Verimsizliğin birçok nedeni olabilir; yanlış teknoloji kullanımı, işletmede tecrübeli yönetici olmayışı, aile şirketi anlayışı vb. Firmaların daha verimli organize olmalarını sağlayan resmi ve özel kuruluşlar vardır. Ancak bu konuda bir hizmet satın alma geleneği oluşmuş değildir. İşletmeler verimsiz çalıştıklarını fark etmeyebilirler, genellikle de böyledir.
-
Standart hammadde sağlayamama:
Sektörün en önemli girdisi olan un, standartlaştırılması zor olan bir üründür. Buğday türlerine, yetiştirilen yöreye, iklim koşullarına bağlı olarak değişiklikler gösterir.

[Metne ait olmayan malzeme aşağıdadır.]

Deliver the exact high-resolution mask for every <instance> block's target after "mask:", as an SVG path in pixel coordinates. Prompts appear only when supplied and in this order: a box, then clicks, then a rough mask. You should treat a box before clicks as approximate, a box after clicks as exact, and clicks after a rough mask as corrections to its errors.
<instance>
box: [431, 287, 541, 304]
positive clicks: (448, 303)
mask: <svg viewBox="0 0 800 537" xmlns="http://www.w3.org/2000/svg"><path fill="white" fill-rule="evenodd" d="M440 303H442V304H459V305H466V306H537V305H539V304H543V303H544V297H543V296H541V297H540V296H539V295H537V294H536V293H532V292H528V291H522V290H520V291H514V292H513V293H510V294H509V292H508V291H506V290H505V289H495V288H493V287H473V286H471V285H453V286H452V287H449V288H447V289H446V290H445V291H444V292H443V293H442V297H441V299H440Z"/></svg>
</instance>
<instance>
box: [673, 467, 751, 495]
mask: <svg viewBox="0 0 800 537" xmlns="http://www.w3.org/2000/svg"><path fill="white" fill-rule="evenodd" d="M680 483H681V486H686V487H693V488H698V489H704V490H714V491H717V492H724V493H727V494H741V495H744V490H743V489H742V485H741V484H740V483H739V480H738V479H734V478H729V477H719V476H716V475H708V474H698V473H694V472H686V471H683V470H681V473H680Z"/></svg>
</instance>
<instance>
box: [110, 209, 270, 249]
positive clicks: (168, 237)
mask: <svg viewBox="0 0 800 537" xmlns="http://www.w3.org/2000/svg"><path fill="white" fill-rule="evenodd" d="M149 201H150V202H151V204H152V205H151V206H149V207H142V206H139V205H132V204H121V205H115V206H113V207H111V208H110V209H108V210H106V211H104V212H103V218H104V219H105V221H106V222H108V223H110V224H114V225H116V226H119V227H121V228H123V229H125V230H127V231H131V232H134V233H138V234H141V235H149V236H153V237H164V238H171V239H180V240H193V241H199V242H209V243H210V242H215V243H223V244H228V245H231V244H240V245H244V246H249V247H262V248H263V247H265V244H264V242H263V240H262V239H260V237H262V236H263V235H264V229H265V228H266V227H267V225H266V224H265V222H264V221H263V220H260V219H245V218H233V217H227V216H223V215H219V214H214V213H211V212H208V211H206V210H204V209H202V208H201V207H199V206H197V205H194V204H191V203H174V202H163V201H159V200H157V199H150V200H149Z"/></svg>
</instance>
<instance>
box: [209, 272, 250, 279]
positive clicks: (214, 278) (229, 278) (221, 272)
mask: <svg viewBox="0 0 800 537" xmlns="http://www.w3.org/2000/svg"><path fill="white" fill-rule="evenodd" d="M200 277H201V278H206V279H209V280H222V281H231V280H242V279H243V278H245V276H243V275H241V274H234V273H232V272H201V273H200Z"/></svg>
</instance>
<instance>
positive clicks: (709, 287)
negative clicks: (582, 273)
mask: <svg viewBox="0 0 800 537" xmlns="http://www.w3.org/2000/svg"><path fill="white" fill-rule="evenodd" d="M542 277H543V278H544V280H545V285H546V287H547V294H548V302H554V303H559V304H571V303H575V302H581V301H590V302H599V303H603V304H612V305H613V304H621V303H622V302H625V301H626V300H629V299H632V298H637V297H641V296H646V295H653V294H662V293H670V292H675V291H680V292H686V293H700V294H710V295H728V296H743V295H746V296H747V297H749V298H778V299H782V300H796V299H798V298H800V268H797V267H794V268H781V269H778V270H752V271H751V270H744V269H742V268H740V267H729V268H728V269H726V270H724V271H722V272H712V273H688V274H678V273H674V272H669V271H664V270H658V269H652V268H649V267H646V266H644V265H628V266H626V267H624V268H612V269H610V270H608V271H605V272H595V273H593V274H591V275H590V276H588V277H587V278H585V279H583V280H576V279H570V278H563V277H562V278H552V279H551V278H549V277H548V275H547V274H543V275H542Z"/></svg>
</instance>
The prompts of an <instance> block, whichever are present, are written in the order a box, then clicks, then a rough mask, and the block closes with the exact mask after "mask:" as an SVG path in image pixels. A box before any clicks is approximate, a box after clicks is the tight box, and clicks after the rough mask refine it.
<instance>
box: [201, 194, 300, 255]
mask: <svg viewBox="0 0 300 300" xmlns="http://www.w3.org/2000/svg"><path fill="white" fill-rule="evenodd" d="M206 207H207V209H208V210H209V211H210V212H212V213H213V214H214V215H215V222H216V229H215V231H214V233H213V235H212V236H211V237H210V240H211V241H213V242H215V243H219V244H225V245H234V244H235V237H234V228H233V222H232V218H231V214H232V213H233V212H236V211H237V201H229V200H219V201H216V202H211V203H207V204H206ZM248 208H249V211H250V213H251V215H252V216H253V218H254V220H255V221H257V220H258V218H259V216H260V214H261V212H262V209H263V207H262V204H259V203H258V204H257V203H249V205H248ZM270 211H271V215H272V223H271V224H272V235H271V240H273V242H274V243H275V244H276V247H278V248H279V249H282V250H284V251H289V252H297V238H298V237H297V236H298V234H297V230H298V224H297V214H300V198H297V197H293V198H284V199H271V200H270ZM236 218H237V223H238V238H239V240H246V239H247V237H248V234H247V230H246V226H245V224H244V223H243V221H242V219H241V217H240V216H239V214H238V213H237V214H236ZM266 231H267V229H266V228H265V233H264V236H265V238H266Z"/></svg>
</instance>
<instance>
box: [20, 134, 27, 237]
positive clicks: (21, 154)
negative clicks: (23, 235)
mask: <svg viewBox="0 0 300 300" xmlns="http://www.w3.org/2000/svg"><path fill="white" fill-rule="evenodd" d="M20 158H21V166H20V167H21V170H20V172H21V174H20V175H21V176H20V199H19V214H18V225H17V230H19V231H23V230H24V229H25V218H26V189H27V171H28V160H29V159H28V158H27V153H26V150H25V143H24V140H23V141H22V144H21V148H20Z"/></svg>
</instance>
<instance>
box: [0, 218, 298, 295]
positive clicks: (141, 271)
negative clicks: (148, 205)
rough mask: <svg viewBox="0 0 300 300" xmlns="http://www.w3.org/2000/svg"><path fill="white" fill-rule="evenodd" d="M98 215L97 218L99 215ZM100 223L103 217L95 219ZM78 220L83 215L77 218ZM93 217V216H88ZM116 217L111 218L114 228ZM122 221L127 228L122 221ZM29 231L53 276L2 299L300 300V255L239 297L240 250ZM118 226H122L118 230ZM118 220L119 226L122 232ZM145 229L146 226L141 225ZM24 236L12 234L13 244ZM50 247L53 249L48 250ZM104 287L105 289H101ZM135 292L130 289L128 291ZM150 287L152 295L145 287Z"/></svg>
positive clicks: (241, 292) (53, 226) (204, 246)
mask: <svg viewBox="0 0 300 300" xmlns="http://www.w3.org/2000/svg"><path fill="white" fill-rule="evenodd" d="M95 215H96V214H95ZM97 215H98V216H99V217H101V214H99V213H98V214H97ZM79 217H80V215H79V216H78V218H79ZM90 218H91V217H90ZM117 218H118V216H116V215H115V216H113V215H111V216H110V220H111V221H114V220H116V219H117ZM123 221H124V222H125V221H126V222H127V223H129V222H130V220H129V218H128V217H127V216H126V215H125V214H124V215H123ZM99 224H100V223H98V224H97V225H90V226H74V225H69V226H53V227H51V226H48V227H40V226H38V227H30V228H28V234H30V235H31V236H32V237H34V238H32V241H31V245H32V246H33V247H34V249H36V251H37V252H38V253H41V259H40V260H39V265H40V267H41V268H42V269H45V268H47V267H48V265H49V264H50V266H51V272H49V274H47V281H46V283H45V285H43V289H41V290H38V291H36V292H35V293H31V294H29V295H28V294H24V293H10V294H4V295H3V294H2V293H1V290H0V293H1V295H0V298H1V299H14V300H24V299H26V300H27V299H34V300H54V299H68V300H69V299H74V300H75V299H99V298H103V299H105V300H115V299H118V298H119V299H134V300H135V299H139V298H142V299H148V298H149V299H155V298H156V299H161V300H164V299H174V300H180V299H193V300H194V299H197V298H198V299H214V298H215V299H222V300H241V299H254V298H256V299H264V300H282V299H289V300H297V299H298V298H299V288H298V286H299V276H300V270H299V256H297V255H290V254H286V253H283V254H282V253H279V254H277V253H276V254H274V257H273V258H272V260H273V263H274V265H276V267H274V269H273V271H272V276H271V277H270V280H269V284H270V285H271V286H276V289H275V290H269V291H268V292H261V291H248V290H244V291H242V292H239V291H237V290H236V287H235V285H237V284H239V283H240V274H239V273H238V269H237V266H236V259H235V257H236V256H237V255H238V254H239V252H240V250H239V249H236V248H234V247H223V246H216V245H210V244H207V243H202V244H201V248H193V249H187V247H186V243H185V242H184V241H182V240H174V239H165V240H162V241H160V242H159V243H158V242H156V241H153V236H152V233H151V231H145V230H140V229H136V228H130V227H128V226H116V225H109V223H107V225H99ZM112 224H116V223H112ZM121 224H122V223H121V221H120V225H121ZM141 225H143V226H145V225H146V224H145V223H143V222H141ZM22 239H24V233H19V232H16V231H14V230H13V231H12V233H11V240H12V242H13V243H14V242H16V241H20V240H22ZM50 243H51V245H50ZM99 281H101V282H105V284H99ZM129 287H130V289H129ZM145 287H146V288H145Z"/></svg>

Bisküvi hamurunun yoğrulmasının kişiye bağlı olduğu da düşünülürse standart bir hamur elde etmenin ne kadar zor olabileceği anlaşılacaktır. Bisküvide kullanılacak unlar daha düşük protein miktarı ve kalitesi gerektirmektedir. Satın alma aşamasında yapılacak kalite testleri uygun unun bulunmasını sağlayacaktır. Aksi takdirde, kaliteli un kullanan fabrikalar unun kalitesini düşürmek; proteinleri parçalamak için enzim kullanmak zorunda kalacaktır. Enzim çok pahalı bir katkı maddesidir. Bisküvi yapmak için yeterince kalitesiz bir un kullanmak iki kere daha karlı olacaktır. Birincisi kaliteli un daha pahalıdır, ikincisi enzim ilavesi pahalıdır.
-
İşgücüne dayalı haksız rekabet:
Birçok fabrika talepteki sapmalar sonucu mevsimlik işçi çalıştırmak zorundadır. Bu işçilerin iş hukukuna uygun olarak sigortalanması gerekmektedir. Bazı firmalar sigortasız işçi çalıştırarak haksız rekabet yapmaktadır.
-
İthalatla ilgili sorunlar:
Her üretici giderlerini müşterilerinden veya bir başka yerden karşılamak zorundadır. Katkı maddeleri temininde dışa bağımlı olan sektör, ithalat sırasında güçlükle karşılaşmaktadır. Malın gümrükten hızla çıkarılamaması finans maliyetini artırmakta, belirli bir raf ömrüne sahip olan bu hassas katkı maddelerinin kullanım ömürlerini riske sokmaktadır.
Kalite sorunu özellikle dış pazarda çok önemli bir sorundur. Kaliteli ürün ülkemizin onurudur. Katkı maddelerinin dış alımı sırasında, gerek kontrol belgesi, gerek laboratuar analizlerinde gösterilen hassasiyet, aynı şekilde bitmiş ürünün dış satımında da gösterilmelidir.
Yetersiz teknoloji kısa bir zaman sonra işletmenin rekabet edemez duruma gelmesini sağlar. Hem elde edilen ürünün kalitesini olumsuz yönde etkiler, hem de verimliliği düşürür.
Ar-Ge olarak yetersiz olan firmalar kısa yoldan satışa ulaşmak için daha önce sevilen ürünlerin benzerlerini üreterek haksız rekabete neden olmaktadır.